Case ID: sw2d_182/html/0717-01.html
Source: Caselaw Access Project
Author: {"author": "KRUEGER, Judge. DAVIDSON, Judge.", "license": "Public Domain", "url": "https://static.case.law/"}
Date Created: 2024-08-24T03:29:51.129683

DAGLEY v. STATE.
    No. 22903.
    Court of Criminal Appeals of Texas.
    June 14, 1944.
    Rehearing Denied Oct. 18, 1944.
    Hawkins & Myers, of Houston, for appellant.
    Ernest S. Goens, State’s Atty., of Austin, for the State.
   KRUEGER, Judge.

The offense is theft of an automobile over the value of $50. The punishment assessed is confinement in the state penitentiary for a term of five years.

'There are no bills of exception in the record complaining of the admission or exclusion of any evidence, nor any objections to the court’s charge.

The only question presented for review is the sufficiency of the evidence to sustain the conviction.
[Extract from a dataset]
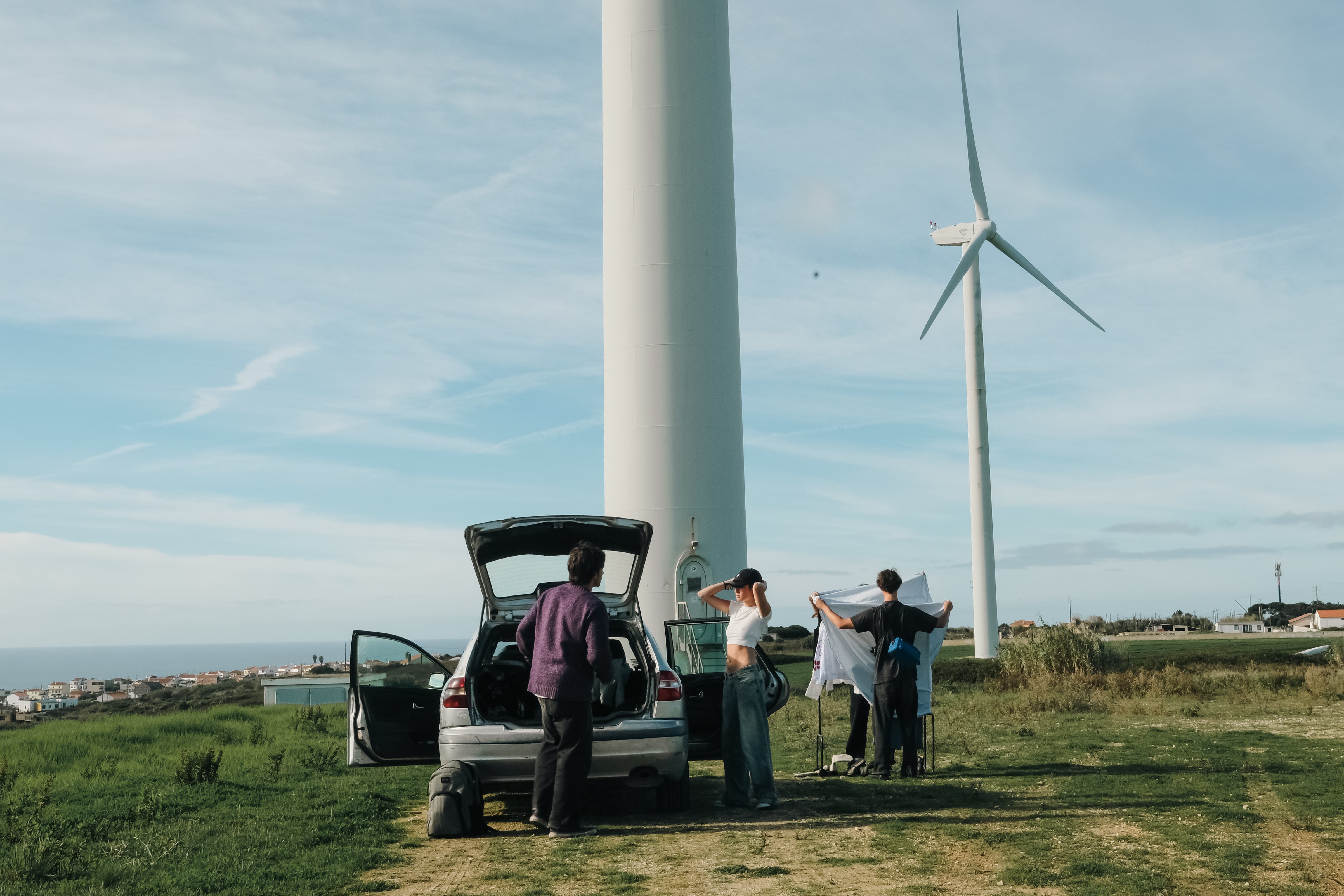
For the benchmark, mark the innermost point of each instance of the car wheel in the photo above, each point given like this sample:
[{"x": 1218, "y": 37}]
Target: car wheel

The State’s evidence, briefly stated, shows .that at 11 or 11:30 p. m. on the 28th day of November, 1943, J. B. Martin parked his automobile on Louisiana Street in the City of Houston, Harris County, Texas. The next morning he discovered that it was gone. He did not give the appellant or anyone else his consent to take it. On the night in question, two city policemen noticed the car in question being driven on Fannin Street. They observed that it did not have any rear-license plate. The officers followed the car around the block and overtook it. They inquired of the appellant (who was driving it) where the keys to the car were, to which he replied that he had lost them and therefore wired around the switch so as to operate it. He told the officers that he had purchased the automobile about two or three weeks prior thereto from the Cox Motor Company.

On his trial appellant testified that a soldier boy, whom he did not know and had never seen before the night in question, loaned him the car to take a drunk woman home, but she declined to go with him. He admitted that he had been to the penitentiary twice before.

It is our opinion that the evidence is ample upon which the'jury could base their conclusion of his guilt.

The judgment of the trial court is affirmed.

PER CURIAM.

The- foregoing opinion of the Commission of Appeals has been examined by the Judges of the Court of Criminal Appeals and approved by the Court.

On Motion for Rehearing.

DAVIDSON, Judge.

Appellant insists that the facts are insufficient to support the conviction, and that we erred in reaching a contrary conclusion.

To accept appellant’s version would do violence to the rule that the unexplained possession of recently stolen property is a sufficient circumstance upon which a jury may conclude that such possessor was guilty of theft of the property. 25 Texas Digest, Larceny, @^64, page 637.

The motion for rehearing is overruled.

PER CURIAM.

The foregoing opinion of the Commission of Appeals has been examined by the Judges of the Court of Criminal Appeals and approved by the Court.